Comme il est très difficile d’établir un état des faits conforme à la réalité, il faudrait appliquer sans réserve le principe que « le doute profite aux requérant(e)s ». Le SEM a inscrit ce principe dans son manuel Asile et retour, mais des cas documentés  montrent que les violations de ce principe peuvent avoir des conséquences catastrophiques pour les requérant(e)s. Des renvois sont même ordonnés lorsque des violations des droits humains dans le pays d’origine ne peuvent pas être exclues.

> Dans ce contexte, l’ODAE-Suisse critique l’étendue du pouvoir d’appréciation dont disposent les autorités de décision.

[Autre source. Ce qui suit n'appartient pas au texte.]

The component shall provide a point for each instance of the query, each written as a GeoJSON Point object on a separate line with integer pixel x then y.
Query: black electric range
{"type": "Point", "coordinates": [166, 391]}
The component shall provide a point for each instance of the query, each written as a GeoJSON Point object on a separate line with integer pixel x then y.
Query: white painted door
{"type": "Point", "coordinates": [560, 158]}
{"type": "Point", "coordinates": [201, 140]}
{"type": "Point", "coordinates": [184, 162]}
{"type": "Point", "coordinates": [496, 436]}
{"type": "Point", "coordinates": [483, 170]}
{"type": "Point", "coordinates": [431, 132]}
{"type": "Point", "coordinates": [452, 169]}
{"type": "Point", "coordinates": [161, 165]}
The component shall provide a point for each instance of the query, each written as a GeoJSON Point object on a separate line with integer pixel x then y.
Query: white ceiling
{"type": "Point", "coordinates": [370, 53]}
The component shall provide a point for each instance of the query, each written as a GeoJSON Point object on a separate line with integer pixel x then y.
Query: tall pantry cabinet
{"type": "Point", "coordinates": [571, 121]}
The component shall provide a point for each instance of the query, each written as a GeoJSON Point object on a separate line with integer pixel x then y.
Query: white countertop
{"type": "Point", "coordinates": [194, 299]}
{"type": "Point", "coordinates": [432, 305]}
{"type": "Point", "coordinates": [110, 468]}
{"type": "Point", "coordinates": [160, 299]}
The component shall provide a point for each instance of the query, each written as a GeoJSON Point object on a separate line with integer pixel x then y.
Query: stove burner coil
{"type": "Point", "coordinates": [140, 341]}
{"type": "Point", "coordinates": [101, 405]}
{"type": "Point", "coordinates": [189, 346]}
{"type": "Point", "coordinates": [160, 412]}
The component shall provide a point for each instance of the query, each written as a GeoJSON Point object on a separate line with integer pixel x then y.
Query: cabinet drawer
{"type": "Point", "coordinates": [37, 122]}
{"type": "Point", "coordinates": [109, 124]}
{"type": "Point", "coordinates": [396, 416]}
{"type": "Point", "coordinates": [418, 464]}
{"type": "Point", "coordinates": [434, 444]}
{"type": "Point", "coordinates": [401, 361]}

Dans la nouvelle procédure accélérée entrant en vigueur le 1er mars 2019, les requérant(e)s ont droit depuis le début de la procédure à une représentation juridique. Il est ainsi à espérer qu’à l’avenir, tant les représentant(e)s juridiques que les fonctionnaires chargé(e)s de mener les procédures acquerront des compétences accrues de repérer les indices de traumatismes pour envoyer les requérant(e)s d’asile concerné(e)s chez des spécialistes médicaux.

> L’ODAE-Suisse considère qu’il est indispensable de mettre sur pied en particulier des formations approfondies et des mesures étendues de sensibilisation au sujet des traumatismes et de la minorité.

[82] Art. 5, al. 1, LAsi; Art. 3 CEDH; Art. 33, al. 1 CGR.
[83]  Affolter, Laura (2017). Asyl-Verwaltung kraft Wissen: Die Herstellung von Entscheidungswissen in einer Schweizer Asylbehörde. In: Lahusen, Christian; Schneider, Stephanie (éd.) Asyl verwalten: Zur bürokratischen Bearbeitung eines gesellschaftlichen Problems. Kultur und soziale Praxis. Bielefeld: transcript, p. 165. Original en allemand, traduit par Olivier von Allmen.